I provided a link to Amazon in this review. However, this forum's software removed that link and instead inserted a link to the manufacturer's site ("Camp Chef").

This was the URL I was trying to assign:


Here is the text to which I wanted to assign this URL:

Camp Chef Italia Artisan Pizza Oven Accessory

I also assigned this URL to a picture. I was going to post that picture here, but it does not appear in my "media gallery," so that's another bug I'm reporting.

The strange thing is that this all worked just fine shortly after I initially posted because I always test links before I go on to something else.

I spent a lot of time on this review and it is disappointing to have these links not working.

[edit]I just posted this and noted that the software has completely screwed things up again. There is no huge gap in what I wrote, and the links are all wrong. I'm not going to spend any time trying to fix things for the simple reason that I can't fix something that the forum software is going to break again. The problem in this post is a different one from those I am reporting with the other post. In this case the software changed the link, which was just a cut/paste of the URL, into a media link.

[edit#2]I just noted that the Amazon link in my initial review is now working. I have no idea what is going on.


----------



## motocrash (Mar 19, 2019)

John,as I'm sure you remember a while back,the site made the change to the advertising.You seem to be a real computer savvy guy,way more so than I.I believe this deal "at the crossroads" is what is messing with your posts.What I mean is the links are being changed for Etailing purposes that are being tracked and funding the site.
Smelling what I'm stepping in?


----------



## daveomak (Mar 19, 2019)

.....


----------



## bmudd14474 (Mar 19, 2019)

John the issue you are having is not with SMF. Its with the Amazon Plugin that displays that when you use their links. It happens from time to time. The way I get around it is I upload a picture of the item then use the link button 
	

		
			
		

		
	







and put the url in there. This way i am not dependent on Amazons plugin everytime. Seems like a pain but we dont control their stuff.


----------



## indaswamp (Mar 19, 2019)

That's how I do it too Bmudd


----------



## motocrash (Mar 19, 2019)

bmudd14474 said:


> John the issue you are having is not with SMF. Its with the Amazon Plugin that displays that when you use their links. It happens from time to time. The way I get around it is I upload a picture of the item then use the link button
> 
> 
> 
> ...


 So I can take my tin foil hat off?


----------



## johnmeyer (Mar 19, 2019)

Thanks for the replies everyone. I knew the Camp Chef link was being inserted in order to support advertisers. I am totally cool with that and don't mind that change. What I did mind was having the Amazon link disappear, then reappear, then go away again.

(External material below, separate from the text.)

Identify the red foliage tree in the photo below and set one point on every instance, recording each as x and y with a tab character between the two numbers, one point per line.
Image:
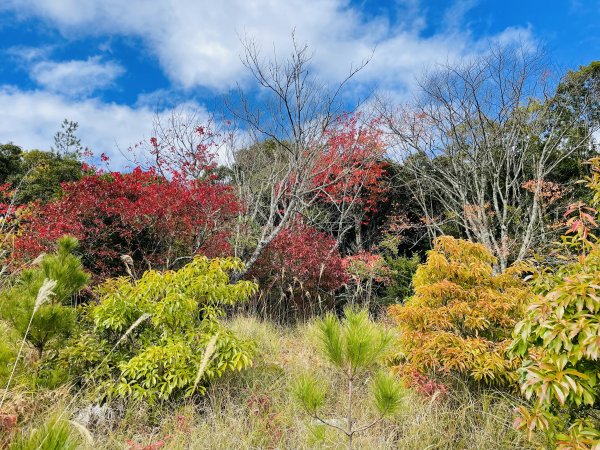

Given some of the ideas people have given me, I'll go back and try a few things (like downloading the pic and then uploading it to my media stash) and see if I can't get the link to stick.

[edit]I put the words "Camp Chef" outside the link. I downloaded the image and then uploaded it to the site, rather than use an image URL. At the moment, everything seems to work. We'll see if the forum software makes changes in the next hour or so.


----------



## bmudd14474 (Mar 19, 2019)

johnmeyer said:


> Thanks for the replies everyone. I knew the Camp Chef link was being inserted in order to support advertisers. I am totally cool with that and don't mind that change. What I did mind was having the Amazon link disappear, then reappear, then go away again.
> 
> Given some of the ideas people have given me, I'll go back and try a few things (like downloading the pic and then uploading it to my media stash) and see if I can't get the link to stick.



This is why I started to do it this way because the Amazon Plugin was causing me issues. 

Let me know if you have other issues.


----------